Does topical authority still move the needle in LLM answers?
Ahrefs restates an old SEO discipline. In LLM retrieval, the payoff is real but the unit of competition has shrunk from topic to sub-question.
Key takeaways
- Topical authority still drives visibility in AI answers, but as a tiebreaker between retrieved pages, not as a topic-level crown.
- The unit of competition is now the sub-question, not the pillar topic. Forty sub-question pages beat one pillar plus ten satellites.
- Earned media in Reuters, FT and policy outlets is now a topical-authority input because models weight domains they have seen cited.
- Multilaterals already hold the trust models defer to; their gap is web estate built for retrieval, not authority itself.
- Topical authority decays faster in LLMs than in classical search, because models reweight on every retraining pass.
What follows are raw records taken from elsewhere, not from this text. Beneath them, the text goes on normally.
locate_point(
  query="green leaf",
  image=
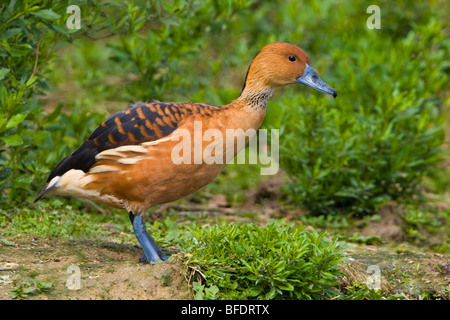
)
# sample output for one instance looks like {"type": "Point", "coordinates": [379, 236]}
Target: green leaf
{"type": "Point", "coordinates": [13, 140]}
{"type": "Point", "coordinates": [15, 120]}
{"type": "Point", "coordinates": [46, 14]}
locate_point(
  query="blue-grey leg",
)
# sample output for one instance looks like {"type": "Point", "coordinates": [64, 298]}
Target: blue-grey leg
{"type": "Point", "coordinates": [152, 253]}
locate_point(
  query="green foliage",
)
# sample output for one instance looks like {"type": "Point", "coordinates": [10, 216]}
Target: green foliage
{"type": "Point", "coordinates": [382, 134]}
{"type": "Point", "coordinates": [277, 261]}
{"type": "Point", "coordinates": [31, 287]}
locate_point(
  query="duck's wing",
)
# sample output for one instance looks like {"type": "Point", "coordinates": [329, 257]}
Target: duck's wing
{"type": "Point", "coordinates": [143, 122]}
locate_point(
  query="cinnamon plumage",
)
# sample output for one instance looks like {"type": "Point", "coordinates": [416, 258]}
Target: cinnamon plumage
{"type": "Point", "coordinates": [127, 162]}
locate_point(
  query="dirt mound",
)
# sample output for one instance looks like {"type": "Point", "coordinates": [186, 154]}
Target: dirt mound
{"type": "Point", "coordinates": [51, 268]}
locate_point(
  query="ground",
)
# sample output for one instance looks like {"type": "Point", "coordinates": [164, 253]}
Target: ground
{"type": "Point", "coordinates": [37, 267]}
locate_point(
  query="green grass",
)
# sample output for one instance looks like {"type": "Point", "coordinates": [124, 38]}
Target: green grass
{"type": "Point", "coordinates": [381, 139]}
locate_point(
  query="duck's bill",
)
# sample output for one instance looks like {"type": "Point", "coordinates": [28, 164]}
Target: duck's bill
{"type": "Point", "coordinates": [311, 79]}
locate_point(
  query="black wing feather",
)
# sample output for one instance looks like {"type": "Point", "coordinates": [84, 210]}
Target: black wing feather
{"type": "Point", "coordinates": [129, 127]}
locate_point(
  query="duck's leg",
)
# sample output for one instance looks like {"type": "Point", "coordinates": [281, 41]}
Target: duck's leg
{"type": "Point", "coordinates": [152, 253]}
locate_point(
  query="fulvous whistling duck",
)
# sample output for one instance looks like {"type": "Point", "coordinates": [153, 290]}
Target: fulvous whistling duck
{"type": "Point", "coordinates": [127, 161]}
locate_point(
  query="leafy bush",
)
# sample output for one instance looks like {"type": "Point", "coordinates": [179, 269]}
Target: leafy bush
{"type": "Point", "coordinates": [277, 261]}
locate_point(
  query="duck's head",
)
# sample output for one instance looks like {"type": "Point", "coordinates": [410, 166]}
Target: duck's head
{"type": "Point", "coordinates": [279, 64]}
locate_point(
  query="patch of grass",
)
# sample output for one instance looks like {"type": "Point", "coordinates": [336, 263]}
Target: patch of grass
{"type": "Point", "coordinates": [28, 288]}
{"type": "Point", "coordinates": [246, 261]}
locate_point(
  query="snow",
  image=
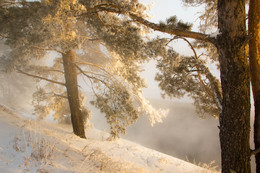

Ahrefs has rebuilt its case for topical authority, arguing that the same depth-of-coverage signal Google has rewarded for years now decides whether ChatGPT, Perplexity and Google's AI Overviews quote you or your competitor. The blog frames topical authority as the site-level trust a search engine assigns when one publisher covers a subject more comprehensively, more consistently, and with better internal structure than the rest. The question worth asking: does that thesis survive contact with how large language models actually retrieve?
Mostly, yes. But the mechanism has shifted, and so has the payoff.
What the models are actually doing
Retrieval-augmented generation does not reward a domain for "owning a topic" in the abstract. It rewards specific URLs that match the embedding of a specific prompt, then leans on the model's prior trust in the domain to break ties. Topical authority, in LLM terms, is the tiebreaker. A bank with forty well-structured pages on trade finance does not out-rank a competitor because Google has crowned it; it out-ranks because forty pages produce forty embeddings that intersect with forty variants of a user's question, and because the model has seen the domain cited elsewhere often enough to treat it as safe.
Ahrefs is right that the underlying behaviour, build deep coverage of a defined subject, still works. The blog is less explicit about why it works differently now. Three shifts matter.
First, granularity has gone up. Ranking for "supply chain finance" mattered in 2019. In an LLM world, the unit of competition is the sub-question: "how does supply chain finance affect Basel III capital treatment for a mid-cap exporter". Brands that wrote one pillar page and ten thin satellites are invisible to that prompt. Brands that wrote forty sub-question pages are quoted verbatim.
Second, citation begets citation. Models that have seen a domain referenced in Reuters, the FT, an IMF working paper and three industry trade titles will retrieve and quote that domain more readily, even on pages those outlets never linked to. Earned media is now a topical-authority input, not a parallel channel. For multilaterals and policy institutions, this is the cheap win: the citations already exist in the training data, but the underlying pages are often gated, ungrammatical to a crawler, or hidden behind PDF.
Third, structural signals are doing more work. Clear H2s phrased as questions, definitional opening sentences, dated updates, and author bios with verifiable credentials are not cosmetic. They are what makes a page chunk cleanly into a retrieval index. Ahrefs covers internal linking and content hubs; it understates how much of the LLM uplift comes from chunkability rather than link equity.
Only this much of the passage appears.